While we were having a cup of tea she said to me, “Isn’t it a shame, that nice young boy over the road’s been locked up for robbery?”
I said, what did he do Mum?
She showed me the local paper.
She said, “It’s in here. It says he robbed a bank. I don’t know about that. He was always very nice and polite to me. Always said “Hello Mrs Trott” and helped me across the road with my shopping.”
I read the report of the trial in the paper and sure enough he’d stuck up a bank with a sawn off shotgun.
But the part that interested me was what his dad had to say.
He told the reporter “They’d better lock the little sod up, if I get hold of him I’ll kill him. That shotgun cost me nearly a grand and he’s sawn the bleeding barrels off.”
I found that fascinating.
Someone found great beauty and value in something.
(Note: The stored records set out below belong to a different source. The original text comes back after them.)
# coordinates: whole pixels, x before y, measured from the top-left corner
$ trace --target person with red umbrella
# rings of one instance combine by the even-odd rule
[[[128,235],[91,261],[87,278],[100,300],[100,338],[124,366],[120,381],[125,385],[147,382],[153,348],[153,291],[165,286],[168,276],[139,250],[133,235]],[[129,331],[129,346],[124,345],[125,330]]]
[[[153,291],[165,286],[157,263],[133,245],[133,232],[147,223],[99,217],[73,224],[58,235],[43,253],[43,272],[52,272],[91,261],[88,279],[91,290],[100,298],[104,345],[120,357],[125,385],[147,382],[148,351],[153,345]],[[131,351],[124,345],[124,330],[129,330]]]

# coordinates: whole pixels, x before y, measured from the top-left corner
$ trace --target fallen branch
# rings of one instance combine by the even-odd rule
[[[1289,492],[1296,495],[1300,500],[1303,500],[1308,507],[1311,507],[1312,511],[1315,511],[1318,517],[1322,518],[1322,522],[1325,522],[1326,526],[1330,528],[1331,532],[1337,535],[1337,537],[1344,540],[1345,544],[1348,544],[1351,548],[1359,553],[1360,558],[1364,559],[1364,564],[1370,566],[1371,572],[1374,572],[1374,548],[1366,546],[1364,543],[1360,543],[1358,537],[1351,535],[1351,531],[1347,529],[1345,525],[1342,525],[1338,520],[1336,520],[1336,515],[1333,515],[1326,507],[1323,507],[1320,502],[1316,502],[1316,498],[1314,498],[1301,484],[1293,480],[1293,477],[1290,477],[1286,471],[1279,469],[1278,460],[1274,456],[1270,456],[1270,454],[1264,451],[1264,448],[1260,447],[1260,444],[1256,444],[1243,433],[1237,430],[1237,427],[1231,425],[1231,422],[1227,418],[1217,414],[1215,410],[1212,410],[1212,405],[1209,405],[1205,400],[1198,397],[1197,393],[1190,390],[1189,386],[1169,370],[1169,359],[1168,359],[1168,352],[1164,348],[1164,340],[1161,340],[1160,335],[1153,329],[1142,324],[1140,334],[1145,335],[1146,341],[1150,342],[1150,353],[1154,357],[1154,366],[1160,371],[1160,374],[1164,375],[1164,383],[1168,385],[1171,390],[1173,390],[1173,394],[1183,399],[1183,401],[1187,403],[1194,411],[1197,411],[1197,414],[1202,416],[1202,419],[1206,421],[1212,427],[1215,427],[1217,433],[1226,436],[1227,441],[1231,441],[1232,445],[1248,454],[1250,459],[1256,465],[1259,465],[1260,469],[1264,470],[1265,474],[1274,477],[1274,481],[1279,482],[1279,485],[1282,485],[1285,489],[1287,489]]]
But to someone else it was just an object to be used.
No big deal.
To his dad it was finely engraved, beautifully balanced piece of craftsmanship to be lovingly polished and oiled.
To the son it was a tool to do a job.
But it wasn’t quite right for the job he wanted, so he fixed it.
The barrels were getting in the way, so he cut them off.
There that’s better.
Now he could carry it under his coat.
In his terms he fixed it, in his dad’s terms he ruined it.
The beautifully engraved barrels were lying on the floor of the shed in a pile of metal filings.
It reminded me of something I read a couple of years back.
Someone bought a house in East Yorkshire and they were renovating it, clearing out the old junk.
There was a tatty old roller blind over the kitchen window, covered in grease.
As they were chucking it in the skip they noticed it had something scrawled all over it.
They unrolled it and found five original David Hockney drawings on it.
The blind was eventually sold for a fortune at an auction.
It will form the centre piece of The Museum of Modern and Contemporary Art in Cumbria.
Thousands of people will pay to come and stand in front of it and look at it.
They won’t be able to touch it because it’s too precious.
But to someone else, all it was good for was to make a blind for the kitchen window.
Do you ever get that feeling about your work?
People don’t appreciate what you’re trying to do.
The job you’re doing isn’t the job they want?
Jim Kelly (founder of RKCR, Y&R) once told me about what he called ‘The Proctor & Gamble Triangle’.
It goes like this.
The account man shows the P&G client the idea: a triangle.
The client says “That’s great we like the triangle idea. But we think it could be better.”
Then they cut the triangle in half down the middle.
They say “We like the left hand side just where it is. But we think the right hand side would be better upside down and moved to the left, like this.”
Then they move the other half across so the two halves now form a square.
The account man says “But that’s not a triangle anymore, now it’s a square.”
They say “What do you mean we haven’t taken anything away. We haven’t added anything. We’ve just rearranged it. It’s still the basic triangle idea you showed us.”
The account man says “But it isn’t a triangle anymore, it’s a square now.”
They say, “Don’t be silly. It’s still exactly the same idea you showed us, a triangle. It’s still got all the elements. All we’ve done is made it better.”
The truth is, no one’s really happy.
Neither side has got what they really want.
Because either the brief has changed, or it’s the wrong solution.
That’s why they’re adapting something to do a job it was never intended for.
They should have started off with a brief for as a square.
Then the client would have been shown a square.
Rather than try to adapt a triangle to be a square.
I went to a Bauhaus art school, in New York.
So the mantra was ‘Form Follows Function’.
Get the brief for the function right in the first place.
Then the form comes out of the function.
Don’t change the form to suit a different function.
Don’t go to Purdey’s for a sawn-off shotgun.
Don’t use a Hockney for a roller blind.